Face Mixer Diffusion
I'm still trying to catch up on writing up some of the "old" diffusion experiments I did and models I made during 2022. This is another quick write up of a model designed to generate new images of a person's face given a single image of that face with no further fine tuning. There are now better models available for this purpose, in particular take a look at IPAdapter face and PhotoMaker.
Feed forward Dreambooth? #
Shortly after Stable Diffusion was released Dreambooth showed how to fine tune such models for particular styles subjects or people, I've known for a while how much people are obsessed with their own faces, and for a while Dreambooth led to a blossoming of short lived apps and websites for generating images with your own face in (who knows maybe they still exist, people seem to endlessly love their own face).
Dreambooth is somewhat cumbersome as a technique in that it involves multiple example images and training the diffusion model itself. I had fully been expecting someone to come up with a model which could do the same task but without the need for subject specific training, but it seems like that's been a somewhat challenging problem, the first hints of models which can do this (although still not with the level of likeness that Dreambooth could achieve) are only just coming out now.

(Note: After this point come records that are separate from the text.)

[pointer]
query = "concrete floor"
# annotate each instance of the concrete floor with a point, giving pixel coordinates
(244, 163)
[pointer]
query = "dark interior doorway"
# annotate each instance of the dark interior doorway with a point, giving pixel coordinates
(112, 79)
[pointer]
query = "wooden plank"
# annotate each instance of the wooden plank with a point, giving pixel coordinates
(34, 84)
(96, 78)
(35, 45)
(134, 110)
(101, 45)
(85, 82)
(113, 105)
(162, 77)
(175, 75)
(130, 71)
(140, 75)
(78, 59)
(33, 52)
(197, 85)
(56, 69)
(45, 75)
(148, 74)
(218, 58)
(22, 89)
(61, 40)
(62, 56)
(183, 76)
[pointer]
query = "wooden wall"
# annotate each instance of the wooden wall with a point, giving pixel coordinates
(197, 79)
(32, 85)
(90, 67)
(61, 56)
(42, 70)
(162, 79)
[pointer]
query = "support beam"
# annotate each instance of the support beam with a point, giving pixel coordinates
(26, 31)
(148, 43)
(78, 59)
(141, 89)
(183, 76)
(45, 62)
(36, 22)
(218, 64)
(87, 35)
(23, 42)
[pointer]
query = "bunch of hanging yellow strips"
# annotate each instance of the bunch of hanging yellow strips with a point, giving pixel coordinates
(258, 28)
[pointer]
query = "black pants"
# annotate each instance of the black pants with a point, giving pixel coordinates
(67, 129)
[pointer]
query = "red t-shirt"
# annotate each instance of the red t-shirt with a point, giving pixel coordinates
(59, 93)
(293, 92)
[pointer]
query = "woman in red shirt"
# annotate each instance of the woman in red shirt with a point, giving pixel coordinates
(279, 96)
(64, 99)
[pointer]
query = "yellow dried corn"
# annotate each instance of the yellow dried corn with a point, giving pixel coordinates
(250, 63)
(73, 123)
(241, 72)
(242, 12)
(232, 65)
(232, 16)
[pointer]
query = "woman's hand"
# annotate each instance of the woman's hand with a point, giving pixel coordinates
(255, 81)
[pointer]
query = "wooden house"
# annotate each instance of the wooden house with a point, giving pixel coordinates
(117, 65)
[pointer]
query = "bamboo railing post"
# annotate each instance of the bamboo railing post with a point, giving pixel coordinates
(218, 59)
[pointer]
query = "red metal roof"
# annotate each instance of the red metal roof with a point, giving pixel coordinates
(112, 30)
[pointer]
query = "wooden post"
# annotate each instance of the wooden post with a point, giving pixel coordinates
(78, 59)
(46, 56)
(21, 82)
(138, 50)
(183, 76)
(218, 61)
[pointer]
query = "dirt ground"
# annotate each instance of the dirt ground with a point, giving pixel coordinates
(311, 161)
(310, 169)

Of course I had a go myself. The aim being to make a model which you could give a single image of a face and for it to make new images of that person. I took an approach that skipped out the text prompt all together, fine-tuning Stable Diffusion to take an image of a person, crop out the face region, and used a pretrained model to make tha into a vector to use as the condition for generating a new image.
I tried a few variations of the concept, not all of which I can remember honestly, but all were trained on datatsets of aligned faces, where I could easily extract a central crop which contained only the face and the rest of the image contained all the "other stuff" (hair, background, accessories, hats, etc.). For all the models I took the central crop and then ran it through an image encoder, either CLIP or a pretrained face recognition network, both would give a vector representation of the face. This can then be passed to the cross attention layers instead of the text embeddings as in the original model. After training like this for a while you can pass a new image of a face, crop and extract the appropriate embedding then use this to generate a new image of (hopefully) the same face.
Results - Making faces #
My first model was trained on FFHQ using an open source face recognition network as the face ID embedding. After training the samples looked promising when I took random faces from FFHQ and asked the network to create new images of the same person.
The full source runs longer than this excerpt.